At Goldman Sachs, Brother Levine helped to put on philanthropic sports events. He created Goldman Sachs philanthropic wiffle ball, basketball, and ping pong tournaments. Raising a lot of money, they even ended up partnering with MLB and getting a few baseball players to come and participate. After retiring four years ago from Goldman Sachs, Brother Levine took those experiences and wanted to go into the sports world.
During the early days of the pandemic, Brother Levine and his family moved from New York to Boca Raton, FL, where he found pickleball. It was a great covid type activity because it was good exercise, cheap, easy to set up, very social and very popular in South Florida. “I got involved in pickleball, focusing on getting good, and ended up playing at a senior pro level (50 years or older).” He attended tournaments across the country and it became apparent to him in 2020 and 2021, that this was a business opportunity.
Brother Levine helped merge the two major pro pickleball leagues, Major League Pickleball and Professional Pickleball Association, which was announced just last week. Brother Levine will serve on the Board of the new combined entity. “If you look at the history of any professional sports league, it really saw dramatic growth when you had consolidation amongst the leagues, like the National Basketball Association merging with the American Basketball Association.” Once the merger happened, they needed someone to run the new league for a short period of time, so he took on the role as interim CEO.
For seven months, Brother Levine served in that position and had a blast. “It’s really exploded in the past year. We actually just had an event in Los Angeles broadcasted on ESPN.” MLP has 24 teams with a roster of owners including LeBron James owning the New York team, Mark Cuban owning the Dallas team, Tom Brady owning the Vegas team, Drew Brees owning the LA team which won the season championship and many other big names. “It’s a lot of fun and a lot of work too. After leaving Goldman Sachs, I know I can add value to things I’m passionate about but have fun. I’ve been very fortunate to kind of stumble into something that I enjoy so much, that has been such a great opportunity.”
Brother Levine is also a minority investor in the Vegas Golden Knights, which recently won the Stanley Cup. He went to the last few home games during the final, getting to be on the ice when they won, even drinking from the cup itself and is getting a championship ring “I know a few of the players and so few people who have ever picked up a hockey stick get the opportunity to have that type of unique success.
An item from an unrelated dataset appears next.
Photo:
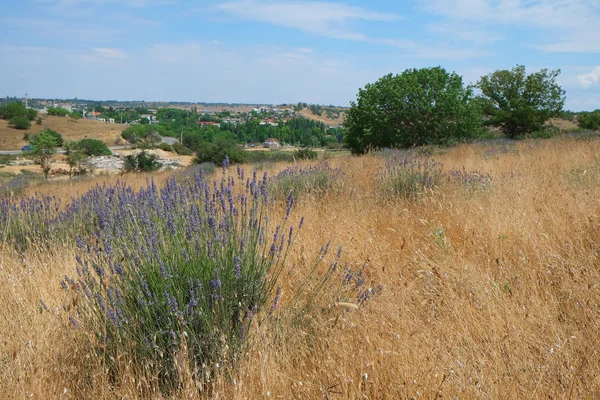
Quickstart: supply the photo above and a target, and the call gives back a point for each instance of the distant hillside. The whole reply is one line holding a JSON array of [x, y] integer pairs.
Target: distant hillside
[[332, 116], [12, 139]]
They’ve put in thousands and thousands of hours, going back to when they were in Peewee Hockey at five years old, waking up at five in the morning to play.”
Looking back, Brother Levine has never been motivated by prestige or ego. He is extremely humbled and grateful for the opportunities that he has received. “You’re balancing risk and reward which was my job basically. I’m constantly thinking about what are the upsides versus the downsides. I’ve given myself the deathbed test which is basically when you’ve got a big life decision you say to yourself, ‘If I was sitting on my deathbed … hopefully at some point far in the future… would I know that I had done it right?’ It helps put your critical life decisions and key priorities in perspective.”